Dominique Morrison

Centauros de Portuguesa
- Position: Shooting guard / small forward
- League: Venezuelan SuperLiga

Personal information
- Born: November 29, 1989 (age 36) Kansas City, Missouri, U.S.
- Listed height: 6 ft 6 in (1.98 m)
- Listed weight: 213 lb (97 kg)

Career information
- High school: Raytown (Raytown, Missouri)
- College: Oral Roberts (2008–2012)
- NBA draft: 2012: undrafted
- Playing career: 2012–present

Career history
- 2012–2013: Iowa Energy
- 2013: Ilysiakos
- 2014: US Heffington
- 2014–2015: Norrköping Dolphins
- 2015–2016: Liège Basket
- 2016–2017: TED Ankara Kolejliler
- 2017–2018: Rethymno Cretan Kings
- 2018–2019: Club Hispano
- 2019–2021: Club Nacional de Football
- 2021: Plateros de Fresnillo
- 2022–present: Centauros de Portuguesa
- Ateans
- Caribbean Storm

Career highlights
- Summit League Player of the Year (2012); 3× First-team All-Summit League (2010–2012); AP Honorable Mention All-American (2012);

= Dominique Morrison =

American professional basketball player (born 1989)

Dominique Montel Morrison (born November 29, 1989) is an American professional basketball player for the Centauros de Portuguesa of the Venezuelan SuperLiga. As a college player, he was the 2012 Summit League player of the year and an Associated Press All-American in 2012.

==College career==
Morrison, a 6'6" forward from Raytown High School in Kansas City, Missouri, played collegiately at Oral Roberts. There he was a four-year starter for the Golden Eagles, leading the team in scoring for his final three years.
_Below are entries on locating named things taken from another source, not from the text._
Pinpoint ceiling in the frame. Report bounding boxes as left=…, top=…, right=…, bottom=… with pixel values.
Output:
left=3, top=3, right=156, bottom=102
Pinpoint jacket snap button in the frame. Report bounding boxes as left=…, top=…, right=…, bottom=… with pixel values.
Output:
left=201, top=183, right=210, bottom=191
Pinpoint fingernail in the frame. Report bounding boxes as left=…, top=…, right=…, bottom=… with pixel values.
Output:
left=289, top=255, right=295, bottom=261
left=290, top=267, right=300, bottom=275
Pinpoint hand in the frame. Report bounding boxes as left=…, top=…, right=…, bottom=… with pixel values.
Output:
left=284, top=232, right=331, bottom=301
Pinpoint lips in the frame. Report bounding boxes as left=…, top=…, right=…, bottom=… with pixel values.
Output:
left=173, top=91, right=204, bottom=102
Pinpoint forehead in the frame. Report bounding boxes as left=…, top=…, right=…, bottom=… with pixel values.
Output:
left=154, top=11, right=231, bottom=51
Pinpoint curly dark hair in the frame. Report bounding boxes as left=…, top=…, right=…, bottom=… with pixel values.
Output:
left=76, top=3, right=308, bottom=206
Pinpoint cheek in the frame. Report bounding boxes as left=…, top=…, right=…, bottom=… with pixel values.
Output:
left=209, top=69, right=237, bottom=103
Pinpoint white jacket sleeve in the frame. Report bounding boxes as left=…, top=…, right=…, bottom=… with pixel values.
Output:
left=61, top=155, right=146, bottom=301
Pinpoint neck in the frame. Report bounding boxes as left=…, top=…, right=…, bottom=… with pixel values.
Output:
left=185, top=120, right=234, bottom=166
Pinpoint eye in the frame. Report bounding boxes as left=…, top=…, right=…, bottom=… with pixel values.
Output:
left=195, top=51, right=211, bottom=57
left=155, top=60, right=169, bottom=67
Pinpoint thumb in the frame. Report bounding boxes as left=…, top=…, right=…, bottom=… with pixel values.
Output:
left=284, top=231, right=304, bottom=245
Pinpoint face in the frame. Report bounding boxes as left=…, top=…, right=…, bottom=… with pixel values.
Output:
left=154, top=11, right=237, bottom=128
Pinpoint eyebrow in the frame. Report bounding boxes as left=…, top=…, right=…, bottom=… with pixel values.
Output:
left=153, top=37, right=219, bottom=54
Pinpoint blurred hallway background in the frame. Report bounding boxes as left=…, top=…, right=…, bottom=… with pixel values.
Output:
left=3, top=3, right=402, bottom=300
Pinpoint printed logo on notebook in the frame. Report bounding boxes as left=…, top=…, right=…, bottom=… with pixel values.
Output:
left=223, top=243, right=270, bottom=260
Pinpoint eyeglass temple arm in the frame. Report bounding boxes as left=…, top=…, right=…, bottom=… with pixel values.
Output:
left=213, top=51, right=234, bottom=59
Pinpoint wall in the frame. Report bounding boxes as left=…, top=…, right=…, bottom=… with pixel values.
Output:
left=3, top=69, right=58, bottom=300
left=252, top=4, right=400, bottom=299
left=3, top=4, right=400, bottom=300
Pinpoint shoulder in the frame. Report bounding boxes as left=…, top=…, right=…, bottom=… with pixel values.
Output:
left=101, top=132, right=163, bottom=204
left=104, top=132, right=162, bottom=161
He was also named first team all-conference for three consecutive years, and the Summit League player of the year as a senior. He was also named an honorable mention All-American by the Associated Press. For his career, Morrison scored 2,080 points (16.1 points per game).

==Professional career==
Morrison was part of the New Orleans Hornets' pre-season roster but did not make the final cut. Morrison then joined the Iowa Energy. In January 2013, he was waived by the Energy.
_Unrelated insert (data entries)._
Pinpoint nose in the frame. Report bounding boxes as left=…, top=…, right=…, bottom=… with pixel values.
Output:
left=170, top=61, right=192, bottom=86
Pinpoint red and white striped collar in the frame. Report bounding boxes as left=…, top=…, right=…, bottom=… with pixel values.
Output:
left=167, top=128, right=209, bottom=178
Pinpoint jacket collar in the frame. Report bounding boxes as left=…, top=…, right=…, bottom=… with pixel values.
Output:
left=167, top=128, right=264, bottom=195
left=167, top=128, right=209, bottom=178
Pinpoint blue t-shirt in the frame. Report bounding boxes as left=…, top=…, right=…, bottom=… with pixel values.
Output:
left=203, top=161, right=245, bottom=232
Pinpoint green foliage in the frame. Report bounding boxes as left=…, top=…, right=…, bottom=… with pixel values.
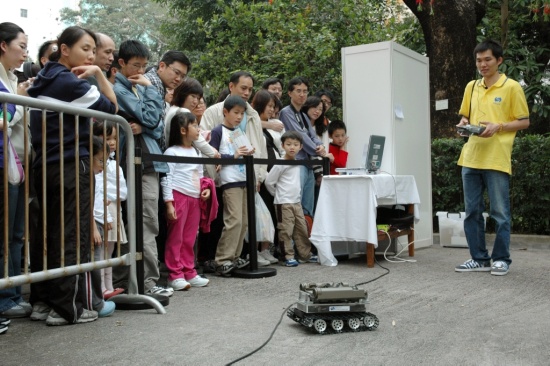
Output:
left=432, top=135, right=550, bottom=235
left=478, top=0, right=550, bottom=133
left=160, top=0, right=423, bottom=116
left=61, top=0, right=170, bottom=61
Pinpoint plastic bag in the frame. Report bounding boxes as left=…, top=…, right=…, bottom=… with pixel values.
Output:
left=8, top=140, right=25, bottom=185
left=245, top=192, right=275, bottom=243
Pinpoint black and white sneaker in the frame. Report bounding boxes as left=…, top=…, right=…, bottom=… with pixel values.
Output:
left=145, top=285, right=174, bottom=297
left=233, top=257, right=250, bottom=269
left=455, top=259, right=491, bottom=272
left=216, top=261, right=235, bottom=277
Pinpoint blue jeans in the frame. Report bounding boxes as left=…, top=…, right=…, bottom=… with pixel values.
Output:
left=462, top=168, right=512, bottom=264
left=0, top=182, right=25, bottom=312
left=300, top=166, right=315, bottom=217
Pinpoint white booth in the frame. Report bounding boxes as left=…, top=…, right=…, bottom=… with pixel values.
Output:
left=333, top=42, right=433, bottom=254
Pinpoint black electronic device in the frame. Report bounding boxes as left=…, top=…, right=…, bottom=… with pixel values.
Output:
left=456, top=125, right=485, bottom=136
left=287, top=282, right=378, bottom=334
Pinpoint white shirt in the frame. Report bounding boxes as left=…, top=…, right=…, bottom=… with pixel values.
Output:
left=264, top=165, right=302, bottom=204
left=160, top=145, right=204, bottom=202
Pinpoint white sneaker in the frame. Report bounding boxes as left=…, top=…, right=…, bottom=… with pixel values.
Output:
left=258, top=252, right=271, bottom=267
left=145, top=286, right=174, bottom=297
left=258, top=249, right=279, bottom=264
left=168, top=278, right=191, bottom=291
left=187, top=275, right=210, bottom=287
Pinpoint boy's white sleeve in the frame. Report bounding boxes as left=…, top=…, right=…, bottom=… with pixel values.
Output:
left=264, top=165, right=281, bottom=196
left=193, top=134, right=216, bottom=158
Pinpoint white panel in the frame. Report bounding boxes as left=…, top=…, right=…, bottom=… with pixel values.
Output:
left=342, top=42, right=433, bottom=247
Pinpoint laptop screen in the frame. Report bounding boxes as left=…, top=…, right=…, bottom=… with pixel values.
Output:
left=365, top=135, right=386, bottom=173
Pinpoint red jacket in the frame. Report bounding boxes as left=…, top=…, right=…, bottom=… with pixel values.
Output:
left=199, top=177, right=218, bottom=233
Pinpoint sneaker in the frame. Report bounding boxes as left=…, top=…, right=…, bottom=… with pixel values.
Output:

On June 4, 2015, he signed with Liège Basket of the Belgian League. For the 2016–17 season, he joined TED Ankara Kolejliler in Turkey.
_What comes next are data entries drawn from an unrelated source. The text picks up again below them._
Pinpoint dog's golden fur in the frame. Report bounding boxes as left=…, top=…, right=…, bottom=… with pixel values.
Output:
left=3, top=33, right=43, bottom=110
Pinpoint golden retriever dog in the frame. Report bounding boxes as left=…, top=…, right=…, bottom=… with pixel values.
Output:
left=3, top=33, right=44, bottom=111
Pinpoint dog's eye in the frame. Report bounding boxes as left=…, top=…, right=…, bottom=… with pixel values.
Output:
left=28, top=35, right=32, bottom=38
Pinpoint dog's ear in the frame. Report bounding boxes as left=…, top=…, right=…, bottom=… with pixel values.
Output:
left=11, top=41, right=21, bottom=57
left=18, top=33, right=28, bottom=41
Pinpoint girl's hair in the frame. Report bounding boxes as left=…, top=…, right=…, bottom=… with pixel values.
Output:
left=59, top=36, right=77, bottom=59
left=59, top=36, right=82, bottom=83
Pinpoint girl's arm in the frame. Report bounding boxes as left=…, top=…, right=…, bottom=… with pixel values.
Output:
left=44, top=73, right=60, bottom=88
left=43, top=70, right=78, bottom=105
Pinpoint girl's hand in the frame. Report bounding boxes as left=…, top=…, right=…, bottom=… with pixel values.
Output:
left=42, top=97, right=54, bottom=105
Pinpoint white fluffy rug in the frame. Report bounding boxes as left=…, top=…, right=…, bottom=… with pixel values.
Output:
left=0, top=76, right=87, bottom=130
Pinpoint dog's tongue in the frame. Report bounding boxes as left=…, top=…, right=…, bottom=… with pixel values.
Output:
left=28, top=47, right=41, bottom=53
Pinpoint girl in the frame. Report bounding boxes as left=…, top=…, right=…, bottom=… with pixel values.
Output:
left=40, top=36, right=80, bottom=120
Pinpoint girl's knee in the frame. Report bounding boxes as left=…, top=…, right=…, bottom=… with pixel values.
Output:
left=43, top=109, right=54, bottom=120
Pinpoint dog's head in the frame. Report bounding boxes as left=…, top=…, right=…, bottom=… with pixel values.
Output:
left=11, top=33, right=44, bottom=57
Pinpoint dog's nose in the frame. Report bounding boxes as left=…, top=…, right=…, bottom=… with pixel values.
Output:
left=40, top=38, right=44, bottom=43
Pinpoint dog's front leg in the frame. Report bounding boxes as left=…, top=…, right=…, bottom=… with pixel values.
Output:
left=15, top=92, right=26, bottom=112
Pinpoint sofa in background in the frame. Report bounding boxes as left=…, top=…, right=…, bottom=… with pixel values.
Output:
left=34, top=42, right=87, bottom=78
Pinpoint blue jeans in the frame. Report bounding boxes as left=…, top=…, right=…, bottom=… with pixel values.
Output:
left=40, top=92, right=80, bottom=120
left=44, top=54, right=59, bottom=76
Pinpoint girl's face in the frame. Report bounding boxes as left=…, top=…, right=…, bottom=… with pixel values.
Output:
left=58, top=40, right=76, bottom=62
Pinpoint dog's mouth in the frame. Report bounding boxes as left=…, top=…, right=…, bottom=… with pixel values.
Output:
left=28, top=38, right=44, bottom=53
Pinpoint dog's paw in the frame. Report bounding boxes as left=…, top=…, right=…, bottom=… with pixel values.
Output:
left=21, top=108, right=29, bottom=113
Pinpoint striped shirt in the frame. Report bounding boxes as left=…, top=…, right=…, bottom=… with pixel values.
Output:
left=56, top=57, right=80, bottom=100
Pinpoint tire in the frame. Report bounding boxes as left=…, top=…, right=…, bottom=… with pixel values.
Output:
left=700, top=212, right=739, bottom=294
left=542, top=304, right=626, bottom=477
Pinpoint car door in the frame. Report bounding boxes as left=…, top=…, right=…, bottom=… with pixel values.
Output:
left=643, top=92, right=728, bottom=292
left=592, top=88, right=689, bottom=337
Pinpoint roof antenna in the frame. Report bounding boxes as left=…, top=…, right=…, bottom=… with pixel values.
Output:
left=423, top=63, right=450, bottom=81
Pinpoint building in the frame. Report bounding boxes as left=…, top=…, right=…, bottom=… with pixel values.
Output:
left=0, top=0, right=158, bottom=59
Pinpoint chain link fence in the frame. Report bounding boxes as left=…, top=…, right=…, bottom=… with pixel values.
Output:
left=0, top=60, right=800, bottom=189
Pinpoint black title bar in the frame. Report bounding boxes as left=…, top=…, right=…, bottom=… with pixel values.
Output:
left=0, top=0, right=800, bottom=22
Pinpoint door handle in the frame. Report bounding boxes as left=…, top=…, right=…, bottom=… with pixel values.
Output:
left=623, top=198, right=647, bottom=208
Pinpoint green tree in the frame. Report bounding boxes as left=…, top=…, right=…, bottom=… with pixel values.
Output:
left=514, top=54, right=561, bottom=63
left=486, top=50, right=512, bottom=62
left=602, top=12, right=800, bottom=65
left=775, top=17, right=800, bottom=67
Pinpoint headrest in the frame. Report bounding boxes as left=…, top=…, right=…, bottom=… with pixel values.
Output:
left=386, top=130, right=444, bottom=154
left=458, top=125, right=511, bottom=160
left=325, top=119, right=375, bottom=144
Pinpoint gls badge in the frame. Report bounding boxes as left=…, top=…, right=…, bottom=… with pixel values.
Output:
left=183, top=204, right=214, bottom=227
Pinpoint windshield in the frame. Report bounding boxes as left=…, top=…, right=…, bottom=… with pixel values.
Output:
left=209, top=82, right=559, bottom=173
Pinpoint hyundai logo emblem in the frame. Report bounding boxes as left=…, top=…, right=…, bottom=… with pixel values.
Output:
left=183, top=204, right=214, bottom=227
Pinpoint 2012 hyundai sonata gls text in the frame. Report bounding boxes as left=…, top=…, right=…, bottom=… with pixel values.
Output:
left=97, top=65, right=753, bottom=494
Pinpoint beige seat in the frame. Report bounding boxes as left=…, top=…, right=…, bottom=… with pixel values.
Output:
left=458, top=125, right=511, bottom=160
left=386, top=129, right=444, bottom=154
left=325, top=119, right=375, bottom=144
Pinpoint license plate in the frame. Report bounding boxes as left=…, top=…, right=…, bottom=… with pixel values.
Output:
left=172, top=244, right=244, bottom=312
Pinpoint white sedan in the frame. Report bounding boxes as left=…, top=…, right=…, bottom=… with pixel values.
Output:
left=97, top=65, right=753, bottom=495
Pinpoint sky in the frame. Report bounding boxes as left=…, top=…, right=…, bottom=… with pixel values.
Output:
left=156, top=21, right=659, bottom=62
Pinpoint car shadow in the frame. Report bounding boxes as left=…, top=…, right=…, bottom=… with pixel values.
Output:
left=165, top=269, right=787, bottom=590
On December 19, 2017, Morrison signed with Greek club Rethymno Cretan Kings for the rest of the 2017–18 Greek Basket League season. He was released from the Greek club on March 2, 2018.

On December 28, 2018, Morrison signed with Club Hispano of the Argentine Liga Nacional.

On February 4, 2020, Morrison signed with Nacional of the Liga Uruguaya de Basketball (LUB) and the BCL Americas. On February 3, 2022, Morrison scored a season-high 42 points in a BCL Americas win over Minas.